The big number was also Earth, Wind & Fire’s “Reasons,” wherein Bailey is vulnerable in a classic black Valentine of yearning and pleading. Singing it convincingly is akin to someone satisfactorily pulling off Whitney Houston’s version of “I Will Always Love You” in their American ldol audition.

I studied the liner notes of Earth, Wind & Fire albums like they were science texts for a big chemistry exam I never had to take. I learned about African thumb pianos, horn arranger Tom Tom 84 (Tom Tom Washington), saxophonist Andrew Woolfolk and White’s brother, the fantastically underrated Verdine White.

I stockpiled my favorite Earth, Wind & Fire songs, and my list excludes “September” or “Boogie Wonderland.” They are deeper cuts: “Happy Feeling,” “Evil,” “Spirit,” “Thinking Of You” (with The Emotions), “Reasons” and “Devotion,” among others.

“Keep Your Head to the Sky,” especially, with its dark opening drums, shakers and bells and its telling, or retelling, of a conversation with The Master, can still bring me to tears because of the era of my little life it sends me hurtling back toward and its overriding message of taking personal responsibility for our own inner strength and direction.

Some Sunday mornings I put the song on endless repeat and I hear a different nuance each time.
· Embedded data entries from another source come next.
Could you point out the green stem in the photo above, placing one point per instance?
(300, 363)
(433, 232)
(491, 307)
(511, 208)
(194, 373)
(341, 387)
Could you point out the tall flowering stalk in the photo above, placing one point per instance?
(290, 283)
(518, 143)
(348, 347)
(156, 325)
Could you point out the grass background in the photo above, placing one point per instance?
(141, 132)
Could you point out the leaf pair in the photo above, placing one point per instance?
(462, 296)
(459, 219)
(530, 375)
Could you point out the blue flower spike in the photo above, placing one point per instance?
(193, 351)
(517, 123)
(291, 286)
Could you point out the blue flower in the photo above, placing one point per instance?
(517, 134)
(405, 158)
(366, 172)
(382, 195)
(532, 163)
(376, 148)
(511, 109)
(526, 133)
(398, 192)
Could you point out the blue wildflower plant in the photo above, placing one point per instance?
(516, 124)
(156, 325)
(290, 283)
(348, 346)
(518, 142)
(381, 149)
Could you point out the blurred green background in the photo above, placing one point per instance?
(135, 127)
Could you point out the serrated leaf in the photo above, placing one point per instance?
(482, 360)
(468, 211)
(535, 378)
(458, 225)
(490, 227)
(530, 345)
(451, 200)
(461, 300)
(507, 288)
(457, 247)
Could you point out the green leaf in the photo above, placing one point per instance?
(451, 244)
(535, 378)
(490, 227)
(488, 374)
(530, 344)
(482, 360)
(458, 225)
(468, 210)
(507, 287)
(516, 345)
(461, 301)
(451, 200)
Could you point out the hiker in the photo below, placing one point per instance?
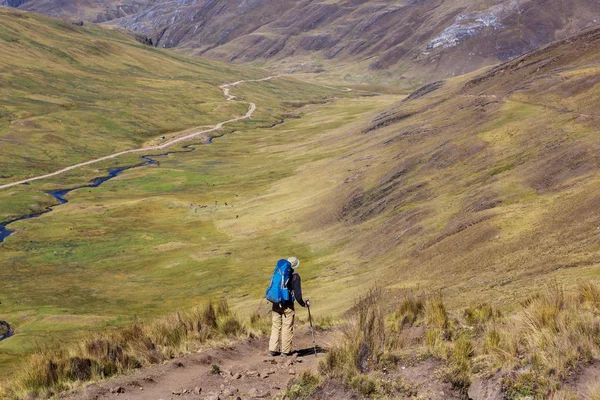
(282, 330)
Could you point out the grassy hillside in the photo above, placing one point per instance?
(70, 93)
(481, 188)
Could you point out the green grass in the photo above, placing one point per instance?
(140, 245)
(88, 92)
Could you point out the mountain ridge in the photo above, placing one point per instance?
(427, 39)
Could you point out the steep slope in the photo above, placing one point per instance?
(423, 39)
(483, 186)
(88, 10)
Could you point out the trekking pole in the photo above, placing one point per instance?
(312, 330)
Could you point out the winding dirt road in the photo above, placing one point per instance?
(226, 92)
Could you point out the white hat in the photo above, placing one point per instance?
(294, 261)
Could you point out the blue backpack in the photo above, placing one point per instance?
(278, 291)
In 1973, when the album of a similar name was released, Head to the Sky — the band standing and sitting shirtless among an array of wildflowers with a turbaned female singer who did not appear on any other Earth, Wind & Fire albums — we were still coming home from Vietnam. We were about to be introduced to the relentless TV ghetto struggles of the Evanses on Good Times.
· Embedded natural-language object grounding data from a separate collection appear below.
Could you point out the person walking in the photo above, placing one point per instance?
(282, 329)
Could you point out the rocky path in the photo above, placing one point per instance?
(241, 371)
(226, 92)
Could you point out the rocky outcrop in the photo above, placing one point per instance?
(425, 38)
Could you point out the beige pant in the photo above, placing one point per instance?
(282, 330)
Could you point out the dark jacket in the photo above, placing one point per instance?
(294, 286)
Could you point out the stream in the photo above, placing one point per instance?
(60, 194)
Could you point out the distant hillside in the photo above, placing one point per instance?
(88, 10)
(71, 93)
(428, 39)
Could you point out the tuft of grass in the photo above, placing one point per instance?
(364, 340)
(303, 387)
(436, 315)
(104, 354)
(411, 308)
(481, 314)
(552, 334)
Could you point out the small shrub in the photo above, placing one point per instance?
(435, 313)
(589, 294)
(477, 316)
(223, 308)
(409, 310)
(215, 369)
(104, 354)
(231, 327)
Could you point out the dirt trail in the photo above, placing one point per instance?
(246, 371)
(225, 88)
Personally, my family was recuperating from a summer of living in the station wagon, from sofa surfing and sleeping, from living in hotel rooms across West Virginia when there was money and from eating Vienna sausages and canned potted meat after our mother staged a walk-out on our father.

So, “Keep Your Head to the Sky” in many ways saved my 8-year-old self and simultaneously made me still more melancholy, insular and inward-looking.
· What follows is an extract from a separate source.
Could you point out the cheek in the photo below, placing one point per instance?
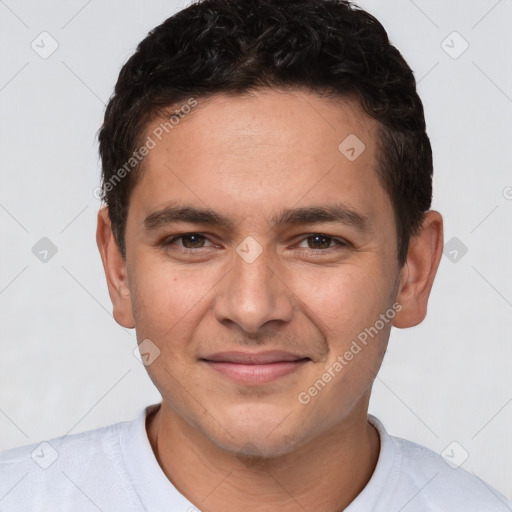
(168, 300)
(344, 301)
Somehow, despite or perhaps because of our abject poverty, our mother always found ways and a meager budget to buy music in the forms of 8-tracks and records.

She had the group’s entire oeuvre that I could ultimately flip back and forth through and DJ my own sets when I grew into an older teenager trusted enough to babysit my little sister, and we would dance to Earth, Wind & Fire all evening long.

I so admired Maurice White: for his lifelong devotion to one mission; for the strategic way he and Earth, Wind & Fire re-blackened 1970s radio when everything was going straight to Rock and Country/Rock; for spreading the message of deeper, truer love to black folks when we so needed it, even if we had to dance through our circumstances to get the message.

White’s was music that transcended Funk, good times and bell-bottoms. It was surely spiritual music; as spiritual as any Sunday morning.